Terry Isaac grew up in the Willamette Valley of Oregon, and it is there that he began working with wildlife. Drawing inspiration from his own backyard and from the captivating vistas of the Northwest, he began to create dramatic wildlife art. He later called Penticton, British Columbia, Canada home. Since moving, he continued to create paintings capturing unique characteristics of wildlife and their habitats. Terry travelled around the world to capture images, but his main painting focus continued to be on North American birds and mammals. Isaac painted predominantly in acrylics and particularly admired the art of the nineteenth century painters Thomas Moran and Albert Bierstadt, who painted the dramatic light and landscapes of the west.

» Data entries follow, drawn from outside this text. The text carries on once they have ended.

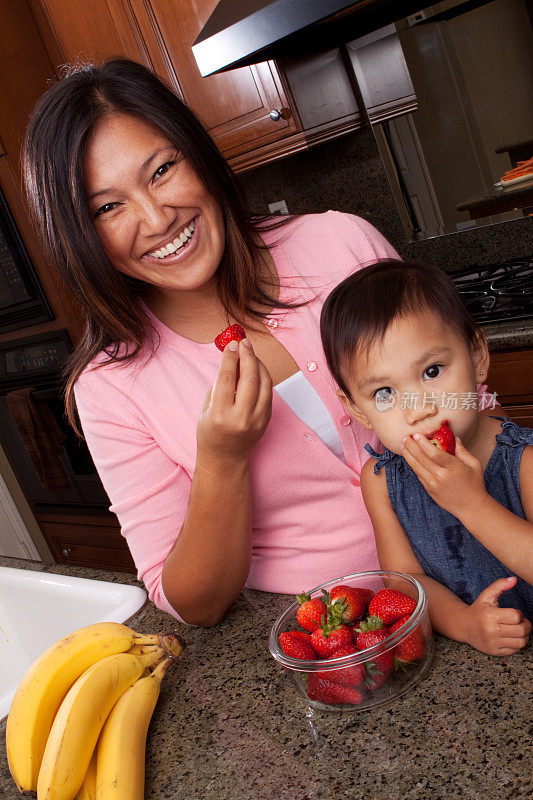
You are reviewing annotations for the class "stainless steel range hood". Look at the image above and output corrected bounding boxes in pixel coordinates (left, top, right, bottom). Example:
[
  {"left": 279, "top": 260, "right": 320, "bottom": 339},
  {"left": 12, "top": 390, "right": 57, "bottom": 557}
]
[{"left": 192, "top": 0, "right": 427, "bottom": 76}]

Terry's formal art began with an interest in animation and drawing cartoons, with an intent on working for Disney. After art college, he was interested in children's book illustration but soon re-discovered his childhood passion for wildlife. Since the mid 1980s, he created realistic wildlife art with a focus on particularity and dramatic light. He incorporated large panoramas as well as close-up views, with subjects ranging from whales to hummingbirds.

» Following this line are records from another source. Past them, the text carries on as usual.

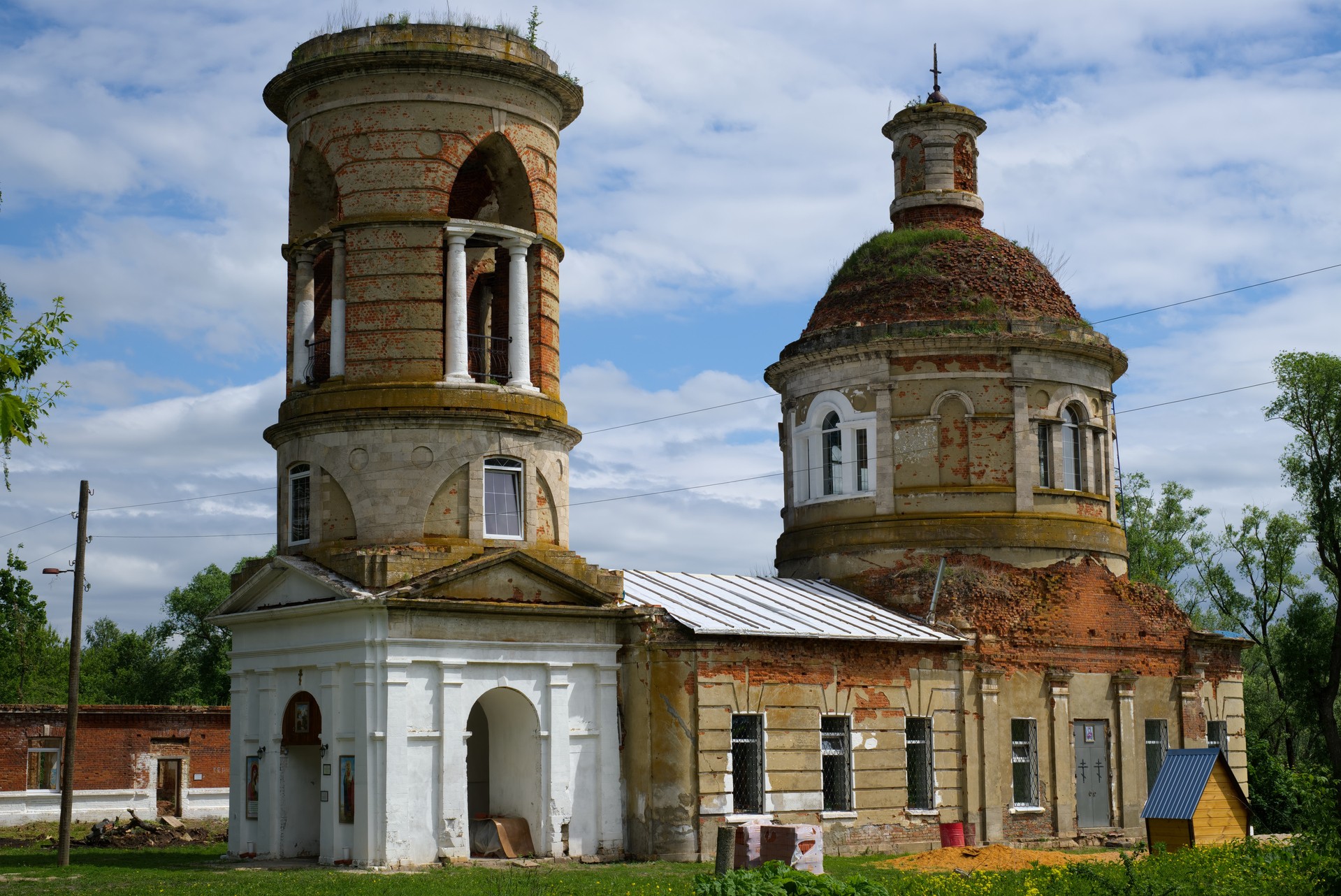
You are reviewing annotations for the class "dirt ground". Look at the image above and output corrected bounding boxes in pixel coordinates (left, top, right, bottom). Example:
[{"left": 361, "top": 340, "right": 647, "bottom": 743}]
[
  {"left": 876, "top": 845, "right": 1121, "bottom": 872},
  {"left": 0, "top": 816, "right": 228, "bottom": 849}
]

During his professional career as an artist Terry Isaac was placed in 12 stamp and print competitions, been commissioned to create for the Audubon Society handbooks and hired to develop the main character, Aladar, in a Walt Disney production. His works are housed in prominent permanent collections such as Leigh Yawkey Woodson Art Museum, Bennington Center For The Arts, American Airlines, First National Bank of South Africa and in many private and corporate collections around the world. His paintings have appeared for sale and re-sale at Christies Auction House, London, England.

Isaac participated in several important art competitions, including the Society of Animal Artists and the Artists for Conservation annual exhibitions and Leigh Yawkey Woodson Art Museum's prestigious Birds in Art exhibition, in which his art will have been featured 14 times. Besides painting, Isaac was a casual singer-songwriter of folk rock and soft rock music. It was his dream to have a song written by him on the radio.

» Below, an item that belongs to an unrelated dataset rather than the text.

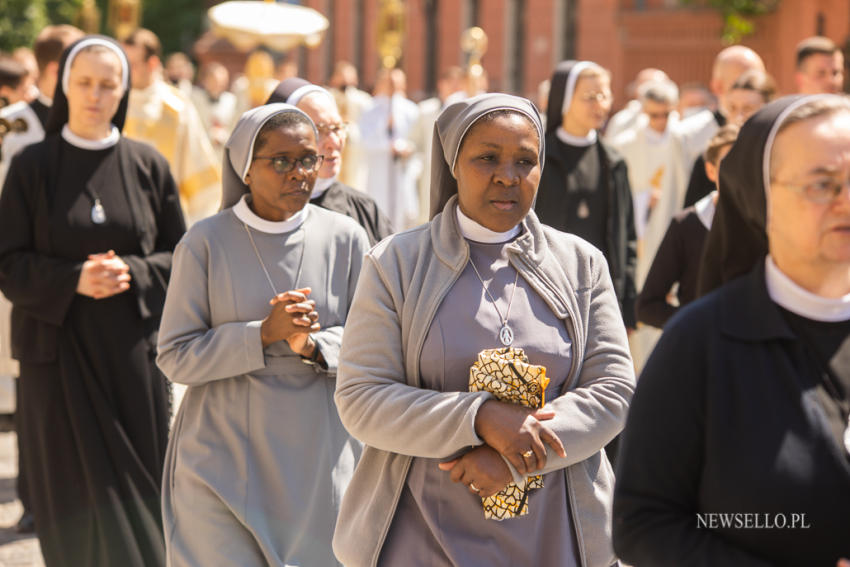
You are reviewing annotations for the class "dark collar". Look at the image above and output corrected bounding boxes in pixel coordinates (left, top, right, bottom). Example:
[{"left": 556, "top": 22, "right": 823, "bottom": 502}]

Isaac was also a teacher and his approach to painting was outlined in his own book Painting the Drama of Wildlife, Step by Step now in its second edition. The book's success led to the creation of a DVD, Painting Wildlife in Acrylic as well as featured in several other books. Terry taught annual workshops, with students attending from all over the world.

Demand for Terry's originals has remained high, partly due to the fact that his technique of painting and the detail which he captured meant that he painted relatively few paintings per year. Terry's work was published by Mill Pond Press for almost 20 years, and many of his limited edition prints are sold out. Terry was a self-published artist, who strove to create works of art for collectors and only printed a select number of his paintings with very small edition sizes.

Terry Isaac held his own gallery and framing shop among the vineyards and orchards on the South Okanagan's "Naramata Bench". There he gave workshops on painting techniques throughout the year. Although Isaac received a formal art education, graduating with honours, he believed his best training came from being outdoors and from studying the work of his favourite wildlife artists.

Isaac was married to Connie Toland from 1980 to 2003; they had one daughter together. Later at a workshop in Canada, he met and married Kathleen Jagger. He had two sons and a stepson with Kathleen.

Isaac died unexpectedly from a heart attack in Penticton in 2019. He was sixty years old.